For that region the following conditions hold:
xmin = -A.y
xmax = n - A.y
ymin = -A.y
ymax = A.x
c(x, y) = (n - y + x) * (x + y) - 1
= (nx + ny - y^2 + x^2 - 1)
Now we sum that for all xs and ys in that region. x runs from 0 through n/2. y runs from x to n-x.
So we get:
n/2 n-x
sumLeftRegion = Sum Sum (nx + ny - y² + x² - 1)
x=0 y=x
We can solve this (e.g. using your favorite algebra program and get:
sumLeftRegion = 1/48 * (2 + n)*(-24 - 14n + 6n^2 + 5n^3)
This can be done for all other regions. You would need some few cases (i.e. m > n, m = n, m < n, probably even and odd n and m). The case n > m can be converted to m > n by rotating the grid (which does not change the number of possible triangles). It'll be some work, but in the end you get the result in O(1) because there will be no iterations.

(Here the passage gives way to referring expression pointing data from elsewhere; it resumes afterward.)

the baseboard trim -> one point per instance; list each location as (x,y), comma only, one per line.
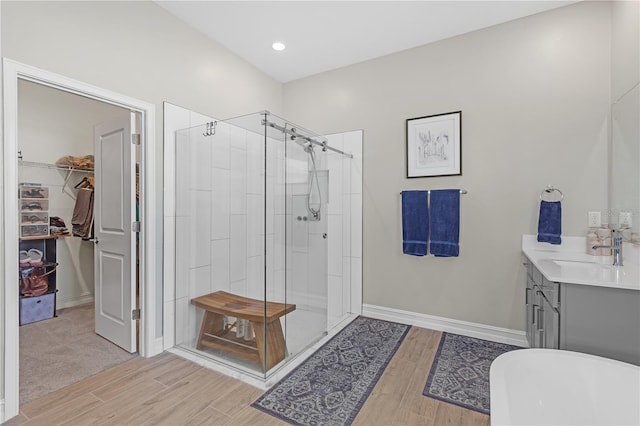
(70,302)
(480,331)
(158,347)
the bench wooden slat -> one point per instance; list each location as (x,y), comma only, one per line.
(233,305)
(269,343)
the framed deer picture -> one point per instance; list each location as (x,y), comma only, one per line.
(433,145)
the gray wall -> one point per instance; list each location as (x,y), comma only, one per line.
(534,95)
(625,47)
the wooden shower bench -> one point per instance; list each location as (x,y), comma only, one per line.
(269,347)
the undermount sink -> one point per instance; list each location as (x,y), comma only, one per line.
(573,263)
(581,264)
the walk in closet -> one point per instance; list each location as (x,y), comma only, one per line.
(56,152)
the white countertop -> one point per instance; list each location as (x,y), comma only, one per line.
(569,263)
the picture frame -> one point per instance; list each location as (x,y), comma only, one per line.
(434,144)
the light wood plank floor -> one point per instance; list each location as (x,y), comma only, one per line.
(168,390)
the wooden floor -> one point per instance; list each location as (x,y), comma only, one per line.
(169,390)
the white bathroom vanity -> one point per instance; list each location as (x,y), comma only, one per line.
(580,302)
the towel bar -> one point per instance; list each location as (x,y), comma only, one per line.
(462,191)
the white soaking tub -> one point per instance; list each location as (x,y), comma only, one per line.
(555,387)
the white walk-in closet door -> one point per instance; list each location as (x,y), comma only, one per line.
(114,208)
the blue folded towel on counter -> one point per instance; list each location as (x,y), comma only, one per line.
(550,222)
(444,223)
(415,222)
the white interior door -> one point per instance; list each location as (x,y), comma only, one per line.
(114,210)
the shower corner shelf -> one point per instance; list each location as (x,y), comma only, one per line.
(69,169)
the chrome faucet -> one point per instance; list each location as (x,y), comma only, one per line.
(616,248)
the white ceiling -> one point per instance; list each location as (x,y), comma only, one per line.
(325,35)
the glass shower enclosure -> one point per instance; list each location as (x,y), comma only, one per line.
(252,197)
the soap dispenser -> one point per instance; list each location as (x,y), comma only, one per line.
(604,239)
(592,240)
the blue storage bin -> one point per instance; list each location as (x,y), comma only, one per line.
(37,308)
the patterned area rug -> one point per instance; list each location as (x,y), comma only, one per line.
(460,371)
(330,387)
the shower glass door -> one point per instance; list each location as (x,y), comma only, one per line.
(306,192)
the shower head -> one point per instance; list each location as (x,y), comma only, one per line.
(306,145)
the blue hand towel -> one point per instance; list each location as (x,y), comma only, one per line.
(415,222)
(445,223)
(550,222)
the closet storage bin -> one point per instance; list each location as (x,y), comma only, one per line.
(34,218)
(37,308)
(34,191)
(30,231)
(34,205)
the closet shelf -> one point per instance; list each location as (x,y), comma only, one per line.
(70,170)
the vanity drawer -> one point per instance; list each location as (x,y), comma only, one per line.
(551,291)
(536,276)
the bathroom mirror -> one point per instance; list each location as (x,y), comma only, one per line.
(624,188)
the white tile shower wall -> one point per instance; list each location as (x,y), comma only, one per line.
(220,262)
(221,149)
(345,225)
(238,248)
(221,204)
(238,182)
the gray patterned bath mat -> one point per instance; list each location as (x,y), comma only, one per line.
(460,371)
(330,387)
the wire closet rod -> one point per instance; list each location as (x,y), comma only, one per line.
(306,138)
(462,191)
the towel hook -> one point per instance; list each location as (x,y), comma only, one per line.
(549,190)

Consider RAIT ABC. If we maintain a corner (A) of the triangle at (0,0), then we can say that for a every positive point (B) along y=1 (so (1,1),(2,1),etc a RAIT exists whose other corner (C) is at (n,n), where Cn = Bx-1. It should be obvious that must also be true for y=2 (starting from B(2,2), y=3 (starting from B(3,3), etc. - you're just doubling, tripling, etc. the cooordinates. Does that help? (I'm no mathematician - in case that's not obvious)

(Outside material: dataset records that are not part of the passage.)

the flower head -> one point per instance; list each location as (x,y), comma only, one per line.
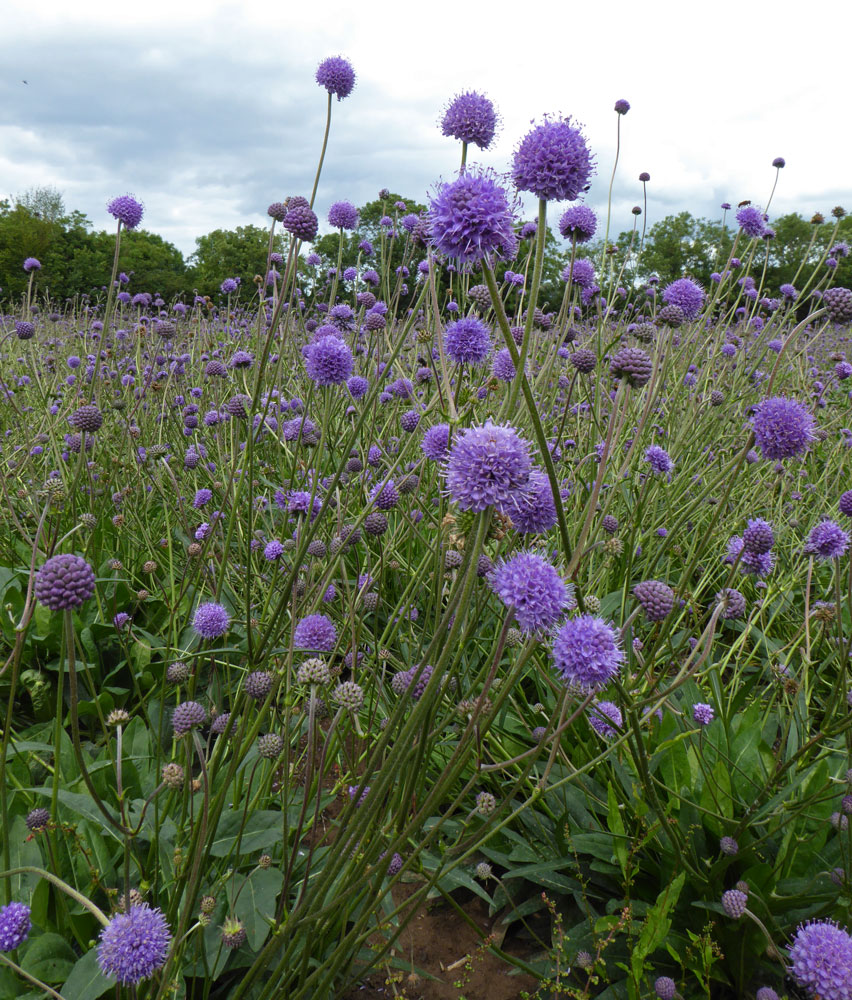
(533,589)
(587,652)
(337,76)
(134,945)
(487,466)
(211,620)
(827,541)
(553,161)
(127,210)
(686,294)
(471,218)
(821,959)
(783,428)
(15,925)
(470,117)
(64,582)
(467,341)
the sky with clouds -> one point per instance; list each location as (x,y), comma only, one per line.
(209,111)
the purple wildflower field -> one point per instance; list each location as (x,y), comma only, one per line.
(431,569)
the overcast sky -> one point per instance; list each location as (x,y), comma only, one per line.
(207,112)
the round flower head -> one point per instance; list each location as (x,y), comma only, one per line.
(553,161)
(186,716)
(827,541)
(329,361)
(467,341)
(64,582)
(821,960)
(751,221)
(337,76)
(533,589)
(343,215)
(211,621)
(127,210)
(487,466)
(534,511)
(15,925)
(587,652)
(471,218)
(605,718)
(783,428)
(436,442)
(686,294)
(315,632)
(134,945)
(579,223)
(470,117)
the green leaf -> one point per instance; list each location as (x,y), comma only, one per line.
(86,981)
(49,958)
(616,828)
(255,906)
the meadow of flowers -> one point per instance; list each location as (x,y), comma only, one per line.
(312,596)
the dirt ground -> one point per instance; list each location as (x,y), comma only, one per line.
(441,944)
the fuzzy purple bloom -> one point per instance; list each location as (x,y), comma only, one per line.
(470,117)
(821,959)
(134,945)
(533,589)
(783,428)
(64,582)
(315,632)
(467,341)
(487,465)
(472,218)
(337,76)
(686,294)
(827,541)
(553,161)
(587,652)
(211,620)
(127,210)
(15,925)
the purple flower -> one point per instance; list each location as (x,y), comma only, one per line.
(328,361)
(533,589)
(467,341)
(15,925)
(553,161)
(127,210)
(751,221)
(605,718)
(64,582)
(470,117)
(337,76)
(821,959)
(587,652)
(659,460)
(534,510)
(686,294)
(827,541)
(343,215)
(436,442)
(472,218)
(134,945)
(487,465)
(211,621)
(783,428)
(315,632)
(186,716)
(703,713)
(578,222)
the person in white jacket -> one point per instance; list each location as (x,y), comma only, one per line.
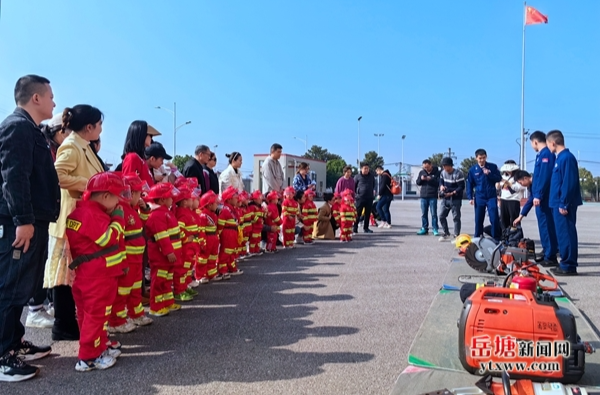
(232,175)
(511,193)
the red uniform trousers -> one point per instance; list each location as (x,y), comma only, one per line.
(128,301)
(228,250)
(206,265)
(161,287)
(289,229)
(255,238)
(93,297)
(183,268)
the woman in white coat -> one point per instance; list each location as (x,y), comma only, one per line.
(232,175)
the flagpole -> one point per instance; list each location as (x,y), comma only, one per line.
(522,158)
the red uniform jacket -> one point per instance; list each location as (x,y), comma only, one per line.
(90,229)
(272,217)
(135,243)
(163,235)
(207,225)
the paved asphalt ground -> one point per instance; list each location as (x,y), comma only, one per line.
(330,318)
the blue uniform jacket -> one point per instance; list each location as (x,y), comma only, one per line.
(542,175)
(565,191)
(484,185)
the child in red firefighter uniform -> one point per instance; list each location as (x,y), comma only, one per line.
(272,219)
(230,235)
(289,211)
(206,265)
(309,216)
(347,217)
(245,216)
(95,231)
(258,214)
(128,302)
(164,249)
(182,272)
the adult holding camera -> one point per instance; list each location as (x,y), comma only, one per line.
(429,180)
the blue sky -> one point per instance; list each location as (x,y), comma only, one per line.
(250,73)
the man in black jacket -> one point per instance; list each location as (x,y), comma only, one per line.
(364,186)
(29,201)
(197,167)
(428,179)
(452,187)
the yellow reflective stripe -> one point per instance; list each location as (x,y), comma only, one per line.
(162,273)
(133,232)
(161,235)
(115,259)
(135,250)
(124,291)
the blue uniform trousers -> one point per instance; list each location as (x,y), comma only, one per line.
(547,230)
(566,233)
(492,208)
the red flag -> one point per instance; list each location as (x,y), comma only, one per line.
(533,16)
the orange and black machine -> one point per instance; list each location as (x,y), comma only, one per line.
(522,332)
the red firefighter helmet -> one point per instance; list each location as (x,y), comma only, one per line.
(162,190)
(135,183)
(184,193)
(107,182)
(208,198)
(289,192)
(257,195)
(229,193)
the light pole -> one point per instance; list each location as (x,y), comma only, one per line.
(173,112)
(358,153)
(402,168)
(304,141)
(379,136)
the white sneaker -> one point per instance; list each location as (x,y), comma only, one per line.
(142,321)
(104,361)
(125,328)
(39,319)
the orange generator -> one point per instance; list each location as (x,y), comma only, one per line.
(523,333)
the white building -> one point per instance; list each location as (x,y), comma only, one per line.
(289,163)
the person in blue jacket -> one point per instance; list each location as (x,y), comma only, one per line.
(565,197)
(481,192)
(540,197)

Consider any triangle in the box. It has a unique bounding box (in the sense that it only has one, not that it's the only triangle with that bounding box). So, if you consider every possible bounding box side lengths, (i,j), and count the number of RAIT triangles with this bounding box, (denote this CP(i,j)) then your answer is sum(i=1 to n, sum(j=1 to m,CP(i,j)*(m-j+1))*(n-i+1)). The (m-j+1)*(n-i+1) is counting how many of that size box can fit in the n*m box. So the hard part now is to find CP(i,j). Again, CP(i,j) is the number of RAIT triangles with points on the perimeter of the box with lengths i and j. We can use symmetry to our advantage here. Assume with no loss of generality that the right angle is ABC. Imagine the triangle being aligned with the positive axes.
A
|\
| \
B__C
Now consider rotating it clockwise until it lines back up with itself. There are two possibilities through that process: BC is in quadrants 1 and 2 or in quadrants 3 and 4.
2|1
---
3|4
What we notice here is that in the first case B lies along the bottom or right of the bounding box, and in the second case B lies along the top or left of the bounding box. So wlog we assume that B lies along the bottom or right, excluding the very bottom left corner.
+-----*
| *
| *
+******
Once we calculate how many RAIT triangles have this property we can just double it!
If B is at the top right corner, then there is just one triangle to test for RAIT-ness, same if it's in the bottom right corner. If it's along the right wall, then there are i triangles to check (placing C at each point along the top, and calculating the third point to see if it forms the given bounding box). Similarly, if it's along the bottom wall, then there are j triangles to check.
This is definitely worse than O(m*n), it's probably somewhere around O(m^2*n^2), but hopefully this helps somehow.
EDIT
We can actually do a little better in our testing triangles. With a little geometric intuition, we can see that if B is along the bottom, and closer to the bottom right corner, then C is in the top right corner. Similarly if it's closer to the bottom left corner, then A is in the top right corner. So we can just consider half of B's positions, and for each position we only need to consider one possible triangle. (The argument when B is on the right is similar).